The $3.9 trillion of cash that flowed into emerging markets over the past four years has started to reverse since Chairman Ben S. Bernanke talked about a tapering in quantitative easing this year. The slowdown in Fed bond buying will probably begin next month, according to 65 percent of economists surveyed by Bloomberg from Aug. 9-13.

The JPMorgan Emerging Markets Currency Index has declined 3.2 percent since Bernanke’s June 19 tapering comment. The Bloomberg Dollar Index, which monitors the greenback against 10 major currencies, is up about 1 percent over the same period.

“The emerging Asia story is crumbling and dollar is once again the king,” said Indranil Pan, chief economist at Kotak Mahindra Bank Ltd. in Mumbai.

Gold Imports

India’s moves to tighten cash supply, restrict currency derivatives and curb gold imports since July failed to arrest the rupee’s slump to a record low of 64.12 per dollar during trading today. UBS AG says a drop to 70 is possible.

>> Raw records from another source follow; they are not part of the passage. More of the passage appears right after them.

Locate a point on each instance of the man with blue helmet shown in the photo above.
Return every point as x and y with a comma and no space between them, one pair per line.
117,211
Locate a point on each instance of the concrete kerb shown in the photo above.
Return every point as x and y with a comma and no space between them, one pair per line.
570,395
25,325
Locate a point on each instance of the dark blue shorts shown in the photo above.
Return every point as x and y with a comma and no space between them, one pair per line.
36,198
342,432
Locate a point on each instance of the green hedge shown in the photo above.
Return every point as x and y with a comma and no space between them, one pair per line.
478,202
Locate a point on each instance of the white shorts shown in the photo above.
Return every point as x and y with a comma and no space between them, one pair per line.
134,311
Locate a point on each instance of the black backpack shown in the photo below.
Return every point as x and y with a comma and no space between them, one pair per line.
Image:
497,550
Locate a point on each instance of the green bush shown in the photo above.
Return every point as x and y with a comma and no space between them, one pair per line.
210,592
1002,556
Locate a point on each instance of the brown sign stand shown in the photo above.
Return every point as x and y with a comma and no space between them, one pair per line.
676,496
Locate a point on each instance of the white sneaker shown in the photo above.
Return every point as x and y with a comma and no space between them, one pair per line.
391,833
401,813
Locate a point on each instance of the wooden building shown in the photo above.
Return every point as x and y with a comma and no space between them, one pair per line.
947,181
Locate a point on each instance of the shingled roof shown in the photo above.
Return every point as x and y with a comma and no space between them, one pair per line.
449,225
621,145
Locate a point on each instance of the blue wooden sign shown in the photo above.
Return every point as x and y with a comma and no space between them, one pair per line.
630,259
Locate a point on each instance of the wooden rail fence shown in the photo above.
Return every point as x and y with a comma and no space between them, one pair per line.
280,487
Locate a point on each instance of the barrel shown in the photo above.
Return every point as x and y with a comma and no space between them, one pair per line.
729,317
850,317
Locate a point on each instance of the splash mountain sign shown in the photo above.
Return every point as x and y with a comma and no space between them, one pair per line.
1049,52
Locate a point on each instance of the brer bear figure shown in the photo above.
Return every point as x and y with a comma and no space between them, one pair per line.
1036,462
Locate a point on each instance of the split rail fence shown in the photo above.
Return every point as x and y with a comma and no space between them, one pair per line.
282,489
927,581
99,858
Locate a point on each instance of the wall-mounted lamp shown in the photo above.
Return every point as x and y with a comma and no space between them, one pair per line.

The deficit widened to an unprecedented 4.8 percent of GDP in the year ended March 31. The government plans to narrow the gap to 3.7 percent, or $70 billion, this year, Finance Minister Palaniappan Chidambaram said Aug. 12.

India’s slump is worse than elsewhere in Asia because the country has failed to carry out long-overdue structural changes to the economy, said Pan at Kotak Mahindra Bank.

“In India, we have great policies on paper but the gap between the what’s on paper and the implementation is unduly large,” R.C. Bhargava, chairman of Maruti Suzuki India Ltd., the nation’s biggest carmaker by volume, said in an interview. “If we just implement what’s already there, we can get back on track in the next two to three years.”